AIGC-AI二维码《Diffusion-based Aesthetic QR Code Generation via Scanning-Robust Perceptual Guidance》论文解读-CSDN博客

本文链接：https://blog.csdn.net/hwjokcq/article/details/138394808

Diffusion-based Aesthetic QR Code Generation via Scanning-Robust Perceptual Guidance–CVPR2024- 基于扩散模型的艺术性二维码

论文：
https://arxiv.org/abs/2403.15878
网站:
https://jwliao1209.github.io/DiffQRCode/
常见的艺术性二维码网站:
https://cli.im/
https://qrdiffusion.com/
https://github.com/latentcat/qrbtf
https://www.midjourney.com/home
http://logoq.net/logoq/index.php
https://huggingface.co/monster-labs/control_v1p_sd15_qrcode_monster
https://openart.ai/apps/ai_qrcode
https://research.swtch.com/qart

在这里插入图片描述

通过潜在扩散模型 (LDM) 和 ControlNet 的卓越能力作为美观 QR 码图像的先验知识，再加上我们提出的扫描鲁棒性（感知）指导Scanning-Robust (Perceptual) Guidance，可以生成符合用户提示的自定义样式 QR 码，同时确保兼具可浏览性和美观性。

Abstract

QR codes, prevalent in daily applications, lack visual appeal due to their conventional black-and-white design.
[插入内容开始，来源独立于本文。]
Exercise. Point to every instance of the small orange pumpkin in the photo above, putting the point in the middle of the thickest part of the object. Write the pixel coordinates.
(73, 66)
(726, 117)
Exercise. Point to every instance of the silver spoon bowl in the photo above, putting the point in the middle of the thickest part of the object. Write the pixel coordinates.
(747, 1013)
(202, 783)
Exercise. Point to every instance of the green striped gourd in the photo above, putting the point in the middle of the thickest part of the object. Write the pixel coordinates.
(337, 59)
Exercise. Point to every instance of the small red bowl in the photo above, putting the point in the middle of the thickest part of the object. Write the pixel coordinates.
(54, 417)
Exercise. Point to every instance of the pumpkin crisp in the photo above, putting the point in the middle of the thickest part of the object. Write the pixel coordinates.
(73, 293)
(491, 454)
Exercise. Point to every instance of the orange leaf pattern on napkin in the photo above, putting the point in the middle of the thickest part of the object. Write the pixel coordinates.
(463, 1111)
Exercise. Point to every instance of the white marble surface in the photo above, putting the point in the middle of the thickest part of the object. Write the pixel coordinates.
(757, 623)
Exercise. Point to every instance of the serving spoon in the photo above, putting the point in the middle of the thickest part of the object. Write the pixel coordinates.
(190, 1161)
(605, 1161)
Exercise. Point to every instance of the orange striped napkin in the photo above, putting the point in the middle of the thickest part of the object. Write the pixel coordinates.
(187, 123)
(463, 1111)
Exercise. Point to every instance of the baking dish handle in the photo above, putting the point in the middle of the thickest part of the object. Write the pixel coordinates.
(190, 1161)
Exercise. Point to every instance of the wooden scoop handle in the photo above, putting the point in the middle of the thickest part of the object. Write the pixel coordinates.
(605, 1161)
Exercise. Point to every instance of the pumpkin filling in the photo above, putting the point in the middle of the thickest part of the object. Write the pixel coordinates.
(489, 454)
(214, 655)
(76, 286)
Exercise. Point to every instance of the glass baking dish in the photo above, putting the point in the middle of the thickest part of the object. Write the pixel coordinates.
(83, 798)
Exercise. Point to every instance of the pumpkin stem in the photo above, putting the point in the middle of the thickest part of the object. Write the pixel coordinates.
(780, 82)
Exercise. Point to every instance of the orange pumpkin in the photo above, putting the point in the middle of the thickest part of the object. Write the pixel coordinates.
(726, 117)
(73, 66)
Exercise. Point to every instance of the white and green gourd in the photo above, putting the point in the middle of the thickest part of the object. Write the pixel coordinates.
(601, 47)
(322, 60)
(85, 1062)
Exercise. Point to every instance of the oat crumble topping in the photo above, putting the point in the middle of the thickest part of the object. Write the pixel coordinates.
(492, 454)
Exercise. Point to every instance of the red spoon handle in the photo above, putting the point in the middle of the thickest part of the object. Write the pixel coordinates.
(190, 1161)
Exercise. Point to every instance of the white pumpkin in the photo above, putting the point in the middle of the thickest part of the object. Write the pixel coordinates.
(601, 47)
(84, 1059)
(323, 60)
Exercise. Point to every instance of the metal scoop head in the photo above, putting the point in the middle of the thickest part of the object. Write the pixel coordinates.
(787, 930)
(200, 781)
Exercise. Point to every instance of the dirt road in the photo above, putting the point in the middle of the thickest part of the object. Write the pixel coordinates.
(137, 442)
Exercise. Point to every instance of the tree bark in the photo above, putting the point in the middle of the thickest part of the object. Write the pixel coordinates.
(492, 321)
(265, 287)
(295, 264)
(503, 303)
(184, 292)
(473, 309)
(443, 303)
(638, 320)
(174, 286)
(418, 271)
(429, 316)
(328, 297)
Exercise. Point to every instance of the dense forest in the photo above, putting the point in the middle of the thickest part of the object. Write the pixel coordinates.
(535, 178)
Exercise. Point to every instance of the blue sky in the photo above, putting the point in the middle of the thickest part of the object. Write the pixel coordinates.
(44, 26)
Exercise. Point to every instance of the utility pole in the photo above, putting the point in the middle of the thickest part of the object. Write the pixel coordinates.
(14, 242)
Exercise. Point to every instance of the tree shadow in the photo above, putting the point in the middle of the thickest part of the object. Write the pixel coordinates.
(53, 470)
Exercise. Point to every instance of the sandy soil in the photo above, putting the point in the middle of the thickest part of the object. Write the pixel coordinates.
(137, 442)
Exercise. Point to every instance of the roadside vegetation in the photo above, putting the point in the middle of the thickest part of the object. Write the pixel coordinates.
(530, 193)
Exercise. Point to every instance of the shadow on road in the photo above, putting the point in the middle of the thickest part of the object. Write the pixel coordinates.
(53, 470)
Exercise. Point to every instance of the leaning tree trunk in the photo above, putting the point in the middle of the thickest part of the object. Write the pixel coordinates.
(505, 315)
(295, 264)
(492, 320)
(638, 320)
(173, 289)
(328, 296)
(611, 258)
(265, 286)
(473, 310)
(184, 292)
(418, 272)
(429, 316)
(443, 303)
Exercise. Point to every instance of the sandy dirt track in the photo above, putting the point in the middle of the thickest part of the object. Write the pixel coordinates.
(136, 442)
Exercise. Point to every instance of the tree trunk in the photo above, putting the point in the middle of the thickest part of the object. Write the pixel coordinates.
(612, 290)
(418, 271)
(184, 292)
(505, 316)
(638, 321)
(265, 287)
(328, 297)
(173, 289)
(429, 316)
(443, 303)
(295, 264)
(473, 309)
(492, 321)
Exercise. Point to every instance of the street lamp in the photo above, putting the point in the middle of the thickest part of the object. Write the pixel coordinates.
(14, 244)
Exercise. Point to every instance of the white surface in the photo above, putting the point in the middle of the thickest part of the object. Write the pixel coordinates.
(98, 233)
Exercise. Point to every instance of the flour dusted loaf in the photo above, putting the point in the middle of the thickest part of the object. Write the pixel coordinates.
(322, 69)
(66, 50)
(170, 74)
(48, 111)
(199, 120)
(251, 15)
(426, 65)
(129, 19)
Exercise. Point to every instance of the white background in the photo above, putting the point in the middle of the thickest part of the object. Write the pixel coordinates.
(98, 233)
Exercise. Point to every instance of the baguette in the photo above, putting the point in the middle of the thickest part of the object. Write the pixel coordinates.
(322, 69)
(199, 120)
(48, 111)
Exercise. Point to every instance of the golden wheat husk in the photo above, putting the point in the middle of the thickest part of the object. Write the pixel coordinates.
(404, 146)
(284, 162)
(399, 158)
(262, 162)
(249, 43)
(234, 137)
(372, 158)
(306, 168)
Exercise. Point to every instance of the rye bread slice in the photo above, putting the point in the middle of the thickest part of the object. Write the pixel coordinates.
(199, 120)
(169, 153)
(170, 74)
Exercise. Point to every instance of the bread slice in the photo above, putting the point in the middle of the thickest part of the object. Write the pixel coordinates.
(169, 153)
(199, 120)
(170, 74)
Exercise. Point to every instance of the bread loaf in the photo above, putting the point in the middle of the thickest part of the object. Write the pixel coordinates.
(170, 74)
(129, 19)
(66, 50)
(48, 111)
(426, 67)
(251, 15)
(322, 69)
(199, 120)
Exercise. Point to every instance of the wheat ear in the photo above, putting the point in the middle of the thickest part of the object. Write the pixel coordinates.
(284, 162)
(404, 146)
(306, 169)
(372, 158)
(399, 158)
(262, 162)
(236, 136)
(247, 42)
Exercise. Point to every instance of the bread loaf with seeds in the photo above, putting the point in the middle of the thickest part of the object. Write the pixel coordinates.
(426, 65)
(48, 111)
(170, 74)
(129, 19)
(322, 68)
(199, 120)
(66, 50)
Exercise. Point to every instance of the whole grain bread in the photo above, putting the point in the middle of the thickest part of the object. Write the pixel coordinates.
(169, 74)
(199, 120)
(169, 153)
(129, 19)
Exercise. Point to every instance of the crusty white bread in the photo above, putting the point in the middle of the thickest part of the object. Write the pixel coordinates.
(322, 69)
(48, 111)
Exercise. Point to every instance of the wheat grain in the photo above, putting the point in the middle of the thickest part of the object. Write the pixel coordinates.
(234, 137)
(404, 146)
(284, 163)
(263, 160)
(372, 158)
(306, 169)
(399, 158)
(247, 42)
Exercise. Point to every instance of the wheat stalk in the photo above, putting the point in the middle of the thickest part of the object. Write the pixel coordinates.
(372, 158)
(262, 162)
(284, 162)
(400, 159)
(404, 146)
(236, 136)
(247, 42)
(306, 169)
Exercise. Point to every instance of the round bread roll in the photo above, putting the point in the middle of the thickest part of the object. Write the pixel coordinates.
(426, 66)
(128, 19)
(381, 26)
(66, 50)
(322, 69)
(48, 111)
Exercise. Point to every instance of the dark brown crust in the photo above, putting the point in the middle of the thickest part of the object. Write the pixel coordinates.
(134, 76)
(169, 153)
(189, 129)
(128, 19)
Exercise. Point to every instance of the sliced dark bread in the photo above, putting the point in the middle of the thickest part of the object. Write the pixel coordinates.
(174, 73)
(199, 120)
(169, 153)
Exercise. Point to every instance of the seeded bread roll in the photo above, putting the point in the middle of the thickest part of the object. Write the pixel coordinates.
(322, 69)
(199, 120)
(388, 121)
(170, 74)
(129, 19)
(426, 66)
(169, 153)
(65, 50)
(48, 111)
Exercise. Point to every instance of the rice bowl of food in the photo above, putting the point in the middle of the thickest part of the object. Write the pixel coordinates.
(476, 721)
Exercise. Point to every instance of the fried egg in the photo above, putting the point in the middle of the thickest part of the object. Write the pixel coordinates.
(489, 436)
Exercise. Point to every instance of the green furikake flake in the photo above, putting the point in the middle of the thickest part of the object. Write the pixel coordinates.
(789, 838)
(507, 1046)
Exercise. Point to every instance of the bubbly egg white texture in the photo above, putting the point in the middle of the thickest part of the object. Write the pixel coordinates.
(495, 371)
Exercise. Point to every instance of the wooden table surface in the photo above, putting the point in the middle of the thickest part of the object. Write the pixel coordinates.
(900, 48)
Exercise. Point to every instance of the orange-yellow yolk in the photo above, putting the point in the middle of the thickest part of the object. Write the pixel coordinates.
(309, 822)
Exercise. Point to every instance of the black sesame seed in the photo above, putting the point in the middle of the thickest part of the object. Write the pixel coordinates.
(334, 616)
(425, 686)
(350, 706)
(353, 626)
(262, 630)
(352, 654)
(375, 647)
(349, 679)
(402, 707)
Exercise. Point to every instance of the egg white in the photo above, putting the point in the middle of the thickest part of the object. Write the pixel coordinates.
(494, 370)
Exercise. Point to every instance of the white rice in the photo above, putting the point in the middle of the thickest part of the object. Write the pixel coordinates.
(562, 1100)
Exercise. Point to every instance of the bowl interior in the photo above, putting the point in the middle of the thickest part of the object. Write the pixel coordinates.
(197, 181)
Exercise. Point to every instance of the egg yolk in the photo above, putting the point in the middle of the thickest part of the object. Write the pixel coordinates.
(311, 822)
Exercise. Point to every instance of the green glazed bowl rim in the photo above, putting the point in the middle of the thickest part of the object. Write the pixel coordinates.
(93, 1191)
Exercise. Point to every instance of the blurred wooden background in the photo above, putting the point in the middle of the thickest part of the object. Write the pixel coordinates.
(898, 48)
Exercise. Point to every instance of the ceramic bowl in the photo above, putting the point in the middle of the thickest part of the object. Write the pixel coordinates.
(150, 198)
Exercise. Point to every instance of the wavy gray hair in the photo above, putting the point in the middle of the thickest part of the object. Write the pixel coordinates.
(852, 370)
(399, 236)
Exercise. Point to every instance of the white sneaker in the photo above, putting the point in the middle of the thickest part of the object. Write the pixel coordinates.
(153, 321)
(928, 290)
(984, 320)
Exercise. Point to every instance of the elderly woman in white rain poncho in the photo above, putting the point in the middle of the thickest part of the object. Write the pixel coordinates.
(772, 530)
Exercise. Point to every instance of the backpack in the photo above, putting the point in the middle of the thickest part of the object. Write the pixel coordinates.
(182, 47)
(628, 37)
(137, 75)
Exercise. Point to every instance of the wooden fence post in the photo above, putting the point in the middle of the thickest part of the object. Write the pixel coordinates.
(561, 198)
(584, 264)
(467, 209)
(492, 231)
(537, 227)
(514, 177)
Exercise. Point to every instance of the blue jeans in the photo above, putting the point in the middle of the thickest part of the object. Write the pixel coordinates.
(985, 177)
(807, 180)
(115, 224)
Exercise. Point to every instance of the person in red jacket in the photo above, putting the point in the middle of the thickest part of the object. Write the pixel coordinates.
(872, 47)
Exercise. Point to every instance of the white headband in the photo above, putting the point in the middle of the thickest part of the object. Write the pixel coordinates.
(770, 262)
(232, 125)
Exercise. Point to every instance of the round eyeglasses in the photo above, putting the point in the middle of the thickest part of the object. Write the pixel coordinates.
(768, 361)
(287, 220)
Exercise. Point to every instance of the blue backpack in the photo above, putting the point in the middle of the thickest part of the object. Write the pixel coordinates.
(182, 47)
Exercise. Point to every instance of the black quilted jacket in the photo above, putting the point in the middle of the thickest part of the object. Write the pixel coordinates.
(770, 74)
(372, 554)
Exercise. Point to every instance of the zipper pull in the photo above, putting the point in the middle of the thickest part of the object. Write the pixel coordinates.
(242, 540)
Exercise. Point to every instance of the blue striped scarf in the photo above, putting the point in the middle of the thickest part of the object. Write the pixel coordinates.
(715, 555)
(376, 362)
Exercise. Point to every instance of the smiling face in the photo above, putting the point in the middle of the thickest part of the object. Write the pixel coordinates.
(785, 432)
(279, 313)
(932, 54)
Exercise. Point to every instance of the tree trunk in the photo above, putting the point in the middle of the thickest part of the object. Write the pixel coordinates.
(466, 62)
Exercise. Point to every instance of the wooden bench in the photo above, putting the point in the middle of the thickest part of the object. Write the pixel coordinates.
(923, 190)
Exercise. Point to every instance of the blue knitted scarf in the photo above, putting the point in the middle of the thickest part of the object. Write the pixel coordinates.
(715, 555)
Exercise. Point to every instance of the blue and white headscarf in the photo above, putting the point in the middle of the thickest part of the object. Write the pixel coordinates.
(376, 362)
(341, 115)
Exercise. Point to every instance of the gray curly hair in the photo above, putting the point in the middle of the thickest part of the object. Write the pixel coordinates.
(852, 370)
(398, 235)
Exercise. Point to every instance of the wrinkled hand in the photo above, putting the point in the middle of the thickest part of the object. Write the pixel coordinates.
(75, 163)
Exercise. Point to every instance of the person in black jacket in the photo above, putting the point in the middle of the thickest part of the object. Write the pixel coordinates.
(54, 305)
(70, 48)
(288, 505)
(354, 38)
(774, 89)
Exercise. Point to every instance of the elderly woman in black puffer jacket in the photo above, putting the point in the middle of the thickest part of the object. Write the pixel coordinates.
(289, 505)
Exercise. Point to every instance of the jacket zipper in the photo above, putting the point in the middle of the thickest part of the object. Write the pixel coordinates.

Integrating aesthetics while maintaining scannability poses a challenge. In this paper, we introduce a novel diffusion-model-based aesthetic QR code generation pipeline, utilizing pre-trained ControlNet and guided iterative refinement via a novel classifier guidance (SRG) based on the proposed ScanningRobust Loss (SRL) tailored with QR code mechanisms, which ensures both aesthetics and scannability. To further improve the scannability while preserving aesthetics, we propose a two-stage pipeline with ScanningRobust Perceptual Guidance (SRPG). Moreover, we can further enhance the scannability of the generated QR code by postprocessing it through the proposed Scanning-Robust Projected Gradient Descent (SRPGD) post-processing technique based on SRL with proven convergence. With extensive quantitative, qualitative, and subjective experiments, the results demonstrate that the proposed approach can generate diverse aesthetic QR codes with flexibility in detail. In addition, our pipelines outperforming existing models in terms of Scanning Success Rate (SSR) 86.67% (+40%) with comparable aesthetic scores. The pipeline combined with SRPGD further achieves 96.67% (+50%).

MOTIVATION

在将QR码模式与具有语义意义的参考图像集成时，不依赖于基于风格转移的方法会面临挑战，而次优的集成可能会影响扫描性能和美学效果。
- 主流方法是调整 ControlNet 无分类器引导 (CFG) 权重来生成美观的二维码。
- 然而，引导权重过低会抑制 QR 码的可扫描性，而引导权重较高则会损害美观。在实际方案中，通常采用手动后处理，但费时费力。（通过SRG解决）
现有方法遇到的困难：
- QR Code Monster 和 QRBTF 能够生成具有视觉吸引力的 QR 码，但可扫描性scannability不确定；
- QR Code AI Art 和 QR Diffusion 能够生成可扫描的 QR 码，但美观性有限（limited aesthetics）；

CONTRIBUTION

提出了一种新的基于扩散模型的迭代细化方法，结合了针对二维码机制定制的扫描鲁棒引导（Scanning-Robust Guidance, SRG）。
提出了一个两阶段的生成管道（a two-stage pipeline with Scanning-Robust Perceptual Guidance (SRPG)，通过扫描鲁棒感知引导（SRG）进一步提高美学，同时保持可扫描性。
通过基于 SRL （Scanning-Robust Loss）的扫描鲁棒投影梯度下降（Scanning-Robust Projected Gradient Descent-SRPGD）后处理技术进行后处理，进一步增强生成的 QR 码的可扫描性，该SRL 的收敛性已经经过验证。
通过广泛的定量、定性和主观实验，证明了所提方法的有效性，并在扫描成功率（Scanning Success Rate, SSR）和美学评分（LAION Aesthetics Score, LAS）方面超越了现有的开源和专有生成模型。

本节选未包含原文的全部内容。